NeurIPS 2020

Optimal Learning from Verified Training Data

Review 1

Summary and Contributions: This paper considers a problem of linear regression where some of your inputs are strategically corrupted. In particular, the algorithm is given some vector data x, which it uses to approximate y by w.x for some learned value w. However, an adversary can corrupt the value of x to x^ in an attempt to make the predicted value closer to z. Given a training set of triples (x,y,z) the objective is to learn a w that does as well as possible despite these corruptions. Formally, the adversary sends the algorithm x^ that minimizes |w.x^-z|^2+gamma|x-x^|^2. In particular, they try to minimize the error between the prediction and x^ without making x^ too far from z. The algorithm tries to pick a w so that the average value of |w.x^-y|^2 is minimized.

Strengths: This is a natural problem to consider and the solution involves some clever manipulations and optimization algorithms.

Weaknesses: The results are very specific to the particular model, which although natural, seems narrow in potential application.

Correctness: The results appear to be correct.

Clarity: The paper is reasonably easy to understand.

Relation to Prior Work: It is not clear from the paper how their model differs from previously considered ones.

Reproducibility: Yes

Additional Feedback:

Review 2

Summary and Contributions: This paper describes a Stackelberg prediction model for offline least squares regression in the case where data comes from multiple data providers, each of which has a goal for the learner's outcome on its provided data. The authors reformulate the considered problem as a fractional programming problem, and then provide a fast algorithm for solving it based on the results of Dinkelbach. The paper then gives an empirical evaluation on toy data.

Strengths: I am not an expert in non-convex optimization/SPGs. Therefore I cannot comment on the strength of this paper with respect to its significance/novelty or technical contributions.

Weaknesses: Motivation of setting: In the proposed model, the learner tries to learn a linear predictor that does well on the manipulated data, while the adversary manipulates points with the goal of having the learner minimize an objective on the *unmanipulated data*. What is the motivation for this mismatch? (E.g. why would the learner ever evaluate on both the manipulated and unmanipulated data in practice?)

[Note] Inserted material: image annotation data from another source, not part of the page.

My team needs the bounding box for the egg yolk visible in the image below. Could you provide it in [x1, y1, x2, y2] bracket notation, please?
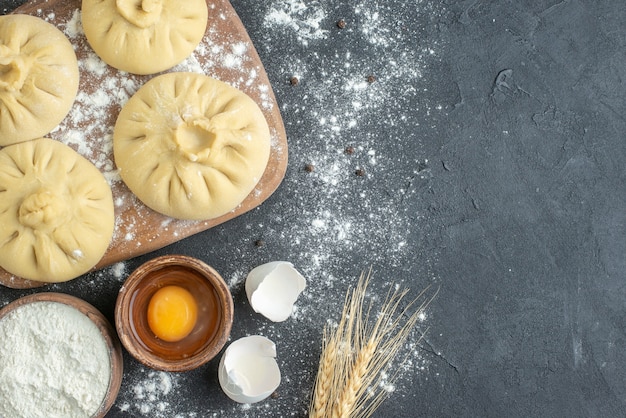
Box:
[148, 286, 198, 342]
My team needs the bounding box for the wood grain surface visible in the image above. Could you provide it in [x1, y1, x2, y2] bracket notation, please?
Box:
[0, 0, 288, 289]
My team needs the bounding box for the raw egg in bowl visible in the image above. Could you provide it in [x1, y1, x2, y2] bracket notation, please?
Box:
[115, 255, 233, 372]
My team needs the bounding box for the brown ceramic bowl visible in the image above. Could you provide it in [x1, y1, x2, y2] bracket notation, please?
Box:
[0, 292, 124, 418]
[115, 255, 233, 372]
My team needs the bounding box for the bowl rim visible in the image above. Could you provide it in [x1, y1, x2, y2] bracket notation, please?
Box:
[0, 292, 124, 418]
[115, 254, 234, 372]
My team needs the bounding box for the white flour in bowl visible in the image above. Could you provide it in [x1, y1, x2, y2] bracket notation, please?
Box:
[0, 302, 111, 418]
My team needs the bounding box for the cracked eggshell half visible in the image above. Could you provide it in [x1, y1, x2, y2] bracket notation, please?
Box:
[246, 261, 306, 322]
[218, 335, 280, 403]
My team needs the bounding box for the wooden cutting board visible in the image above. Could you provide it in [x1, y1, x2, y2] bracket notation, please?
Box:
[0, 0, 288, 289]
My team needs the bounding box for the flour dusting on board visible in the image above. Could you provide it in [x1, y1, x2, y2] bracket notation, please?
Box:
[19, 0, 446, 418]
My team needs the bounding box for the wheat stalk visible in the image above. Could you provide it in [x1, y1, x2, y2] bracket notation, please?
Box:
[309, 270, 434, 418]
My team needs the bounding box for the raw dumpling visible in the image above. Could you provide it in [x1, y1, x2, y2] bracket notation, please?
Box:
[82, 0, 208, 74]
[0, 14, 79, 147]
[113, 73, 270, 220]
[0, 138, 114, 282]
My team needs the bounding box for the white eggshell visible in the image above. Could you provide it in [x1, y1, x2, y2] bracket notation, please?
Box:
[246, 261, 306, 322]
[218, 335, 280, 403]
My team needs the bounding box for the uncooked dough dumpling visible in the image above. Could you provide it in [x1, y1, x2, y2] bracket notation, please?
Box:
[0, 138, 114, 282]
[113, 73, 270, 220]
[0, 14, 79, 147]
[82, 0, 208, 74]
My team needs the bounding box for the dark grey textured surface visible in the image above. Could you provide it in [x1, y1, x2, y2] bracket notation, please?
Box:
[0, 0, 626, 417]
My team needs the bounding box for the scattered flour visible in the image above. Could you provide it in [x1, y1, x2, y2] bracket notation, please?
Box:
[19, 0, 445, 418]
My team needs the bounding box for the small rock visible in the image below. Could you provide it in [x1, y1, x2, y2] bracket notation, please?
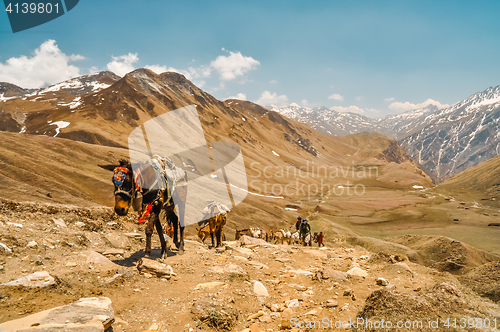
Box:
[280, 319, 292, 330]
[137, 257, 172, 277]
[285, 299, 300, 308]
[0, 242, 12, 254]
[194, 281, 224, 289]
[253, 281, 269, 296]
[27, 241, 38, 248]
[247, 311, 265, 321]
[52, 218, 66, 227]
[102, 249, 125, 255]
[304, 308, 322, 316]
[259, 314, 273, 323]
[377, 278, 389, 286]
[250, 324, 260, 332]
[347, 267, 368, 278]
[2, 271, 56, 288]
[281, 308, 293, 318]
[104, 233, 130, 249]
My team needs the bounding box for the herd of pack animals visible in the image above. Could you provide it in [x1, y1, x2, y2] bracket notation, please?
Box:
[99, 156, 312, 258]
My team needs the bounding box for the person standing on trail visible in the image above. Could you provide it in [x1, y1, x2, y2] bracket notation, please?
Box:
[295, 216, 302, 231]
[300, 219, 311, 246]
[318, 232, 325, 247]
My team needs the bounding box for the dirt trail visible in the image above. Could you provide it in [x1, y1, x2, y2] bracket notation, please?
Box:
[0, 201, 500, 332]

Correctness: Which line in Figure 1 corresponds to the previous work of Bruckner et al? I am guessing it is the "interior point" line --- this seems suspiciously bad. Is this a strong baseline / was the baseline correctly executed with proper hyper-parameter choice etc? Is there any way to contextualize the MSE in Figure 1? Currently it is unclear how to relate the MSE to the solved problem in a meaningful way.

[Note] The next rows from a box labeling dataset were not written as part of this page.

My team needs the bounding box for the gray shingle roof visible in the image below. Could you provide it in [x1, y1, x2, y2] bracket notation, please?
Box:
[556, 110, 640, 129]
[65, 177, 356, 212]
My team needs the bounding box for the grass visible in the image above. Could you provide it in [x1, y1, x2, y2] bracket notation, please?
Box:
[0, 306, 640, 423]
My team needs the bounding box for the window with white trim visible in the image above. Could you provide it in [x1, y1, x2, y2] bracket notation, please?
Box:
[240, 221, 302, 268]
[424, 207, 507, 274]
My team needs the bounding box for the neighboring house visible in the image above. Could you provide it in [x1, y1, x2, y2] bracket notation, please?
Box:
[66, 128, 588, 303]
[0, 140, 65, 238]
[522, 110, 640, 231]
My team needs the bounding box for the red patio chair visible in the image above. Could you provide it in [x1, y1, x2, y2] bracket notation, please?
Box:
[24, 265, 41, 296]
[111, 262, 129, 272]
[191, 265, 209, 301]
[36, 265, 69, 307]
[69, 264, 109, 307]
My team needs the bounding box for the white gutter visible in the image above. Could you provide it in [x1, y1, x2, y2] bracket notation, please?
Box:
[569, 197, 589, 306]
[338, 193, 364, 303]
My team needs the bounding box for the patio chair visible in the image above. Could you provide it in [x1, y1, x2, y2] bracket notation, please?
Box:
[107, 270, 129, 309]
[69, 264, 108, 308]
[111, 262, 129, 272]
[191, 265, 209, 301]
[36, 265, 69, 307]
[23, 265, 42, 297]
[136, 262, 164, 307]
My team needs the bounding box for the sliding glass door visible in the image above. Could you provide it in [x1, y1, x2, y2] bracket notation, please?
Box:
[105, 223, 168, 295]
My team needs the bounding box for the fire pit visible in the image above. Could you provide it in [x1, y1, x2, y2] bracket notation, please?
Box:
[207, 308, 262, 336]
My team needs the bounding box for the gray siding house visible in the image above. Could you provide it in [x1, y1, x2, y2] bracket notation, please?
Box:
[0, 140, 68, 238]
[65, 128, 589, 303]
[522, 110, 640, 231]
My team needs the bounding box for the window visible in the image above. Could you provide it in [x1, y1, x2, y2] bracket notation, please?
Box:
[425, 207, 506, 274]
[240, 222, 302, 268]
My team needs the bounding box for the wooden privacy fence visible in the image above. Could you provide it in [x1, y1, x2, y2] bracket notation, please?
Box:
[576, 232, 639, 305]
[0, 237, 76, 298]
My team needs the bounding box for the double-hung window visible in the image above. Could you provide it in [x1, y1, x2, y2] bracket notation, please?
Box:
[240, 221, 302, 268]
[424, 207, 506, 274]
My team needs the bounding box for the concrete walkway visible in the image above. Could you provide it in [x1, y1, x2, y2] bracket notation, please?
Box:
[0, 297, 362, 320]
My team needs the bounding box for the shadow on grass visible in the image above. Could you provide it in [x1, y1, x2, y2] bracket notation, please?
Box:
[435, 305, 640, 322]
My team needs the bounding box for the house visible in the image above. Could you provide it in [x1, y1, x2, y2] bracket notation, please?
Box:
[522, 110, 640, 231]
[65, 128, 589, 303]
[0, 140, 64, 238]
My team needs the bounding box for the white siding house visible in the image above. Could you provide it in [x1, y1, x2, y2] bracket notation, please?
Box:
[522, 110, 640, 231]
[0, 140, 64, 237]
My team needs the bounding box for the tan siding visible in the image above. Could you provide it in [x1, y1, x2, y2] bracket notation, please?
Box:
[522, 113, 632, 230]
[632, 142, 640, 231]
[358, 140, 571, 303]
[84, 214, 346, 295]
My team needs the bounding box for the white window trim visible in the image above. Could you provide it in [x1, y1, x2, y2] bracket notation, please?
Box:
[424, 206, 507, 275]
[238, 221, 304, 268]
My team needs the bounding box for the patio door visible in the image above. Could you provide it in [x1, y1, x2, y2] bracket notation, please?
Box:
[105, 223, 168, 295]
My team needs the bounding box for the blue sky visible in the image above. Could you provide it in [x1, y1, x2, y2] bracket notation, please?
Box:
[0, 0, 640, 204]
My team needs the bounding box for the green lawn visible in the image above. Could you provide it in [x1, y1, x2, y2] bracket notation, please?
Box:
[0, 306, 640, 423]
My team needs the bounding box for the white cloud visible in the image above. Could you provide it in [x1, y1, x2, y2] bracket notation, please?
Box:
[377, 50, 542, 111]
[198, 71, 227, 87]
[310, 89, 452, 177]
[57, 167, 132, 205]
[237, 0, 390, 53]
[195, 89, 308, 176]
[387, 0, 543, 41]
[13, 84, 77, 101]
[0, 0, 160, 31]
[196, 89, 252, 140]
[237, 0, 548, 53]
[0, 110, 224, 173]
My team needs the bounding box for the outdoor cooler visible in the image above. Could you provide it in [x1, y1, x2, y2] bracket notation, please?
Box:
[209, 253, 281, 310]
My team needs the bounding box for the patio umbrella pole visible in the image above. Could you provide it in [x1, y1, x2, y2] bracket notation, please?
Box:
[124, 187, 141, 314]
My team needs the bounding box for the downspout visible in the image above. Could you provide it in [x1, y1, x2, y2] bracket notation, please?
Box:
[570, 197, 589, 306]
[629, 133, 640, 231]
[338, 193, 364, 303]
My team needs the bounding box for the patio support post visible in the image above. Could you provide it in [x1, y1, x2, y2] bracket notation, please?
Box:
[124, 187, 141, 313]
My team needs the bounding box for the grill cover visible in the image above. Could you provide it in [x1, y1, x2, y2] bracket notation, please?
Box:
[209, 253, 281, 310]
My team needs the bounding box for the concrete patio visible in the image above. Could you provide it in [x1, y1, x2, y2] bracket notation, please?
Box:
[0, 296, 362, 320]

Clarity: The paper is well written and was relatively easy to follow, especially as an outsider in the field. Grammar: line 89, 93-94, end of Figure 1 caption

Relation to Prior Work: The authors give a detailed related work section that made me feel like I had a good overview of the considered problem and related approaches.

Reproducibility: Yes

Additional Feedback: Should the \hat{X} in the first term of the constraint in (1) be X? (Otherwise (1) is not the same optimization problem as the non-vectorized version in lines 115-116). ----- Post response feedback: The response addressed my concerns over the setup and the experimental results, but after reviewing the other reviewer responses in combination with the response I still am not sure of the significance of the results.

Review 3

Summary and Contributions: In this paper, the authors study the possibility of achieving the global optimality of a special non-convex problem. The problem is about a self-interested agent who could manipulate the data sampling process at a cost so that he cannot arbitrarily modify the data. The authors showed that under the case of a linear, MSE-evaluated learner, such a non-convex problem could be efficiently solved with its global optimality.

Strengths: 1. A significant step towards solving a class of practical and impactful non-convex problems. 2. Remarkable consistency of its theory and practice. 3. Motivating towards a provable solution of global optimality of a class of problems in non-uniform data sampling scenarios.

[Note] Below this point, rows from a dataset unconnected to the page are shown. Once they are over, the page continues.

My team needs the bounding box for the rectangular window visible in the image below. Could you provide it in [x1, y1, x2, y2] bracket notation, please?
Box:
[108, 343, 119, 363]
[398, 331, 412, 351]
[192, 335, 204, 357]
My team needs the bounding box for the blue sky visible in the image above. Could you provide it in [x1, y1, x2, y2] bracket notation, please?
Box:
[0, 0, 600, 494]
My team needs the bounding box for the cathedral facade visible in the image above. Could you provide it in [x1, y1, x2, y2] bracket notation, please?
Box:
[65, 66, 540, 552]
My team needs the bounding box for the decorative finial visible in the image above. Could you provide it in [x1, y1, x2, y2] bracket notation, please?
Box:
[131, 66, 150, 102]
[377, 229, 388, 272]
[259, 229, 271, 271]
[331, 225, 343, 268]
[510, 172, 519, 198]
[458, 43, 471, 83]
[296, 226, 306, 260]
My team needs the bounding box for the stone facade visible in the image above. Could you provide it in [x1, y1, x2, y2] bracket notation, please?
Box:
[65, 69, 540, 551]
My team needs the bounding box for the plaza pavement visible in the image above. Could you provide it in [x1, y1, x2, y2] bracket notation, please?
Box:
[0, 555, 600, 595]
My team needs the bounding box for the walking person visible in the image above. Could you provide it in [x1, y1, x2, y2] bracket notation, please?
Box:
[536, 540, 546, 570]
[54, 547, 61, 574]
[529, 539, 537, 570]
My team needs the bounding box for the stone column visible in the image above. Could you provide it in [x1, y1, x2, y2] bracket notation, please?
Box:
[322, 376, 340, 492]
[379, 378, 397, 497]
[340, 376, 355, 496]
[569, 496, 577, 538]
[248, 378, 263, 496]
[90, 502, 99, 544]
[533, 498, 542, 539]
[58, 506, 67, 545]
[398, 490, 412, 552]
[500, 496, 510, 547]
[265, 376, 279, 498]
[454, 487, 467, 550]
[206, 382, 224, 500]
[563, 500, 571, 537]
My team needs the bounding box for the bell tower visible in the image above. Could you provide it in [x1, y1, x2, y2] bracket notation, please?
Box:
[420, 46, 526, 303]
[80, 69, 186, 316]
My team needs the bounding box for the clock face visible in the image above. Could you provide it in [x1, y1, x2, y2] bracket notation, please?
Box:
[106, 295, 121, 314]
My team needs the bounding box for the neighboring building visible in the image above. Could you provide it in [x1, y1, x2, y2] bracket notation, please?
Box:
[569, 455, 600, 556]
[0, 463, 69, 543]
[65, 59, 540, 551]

Weaknesses: The experiment is impressive, but it could be better if we had more of it. Also, it seems to me that the analysis cannot be directly extended to more complicated cases beyond linear regression. I was wondering if the author could revisit the analysis and come up with a relaxed, general conclusion with less assumption on the value function y = f(x).

Correctness: I am aware of the correctness of the paper.

Clarity: Yes.

Relation to Prior Work: Yes.

Reproducibility: Yes

Additional Feedback: I don't feel I have understood every bit of the paper according to previous discussion with other reviewers and the rebuttal. I tend to give a score of 7 with low confidence 2.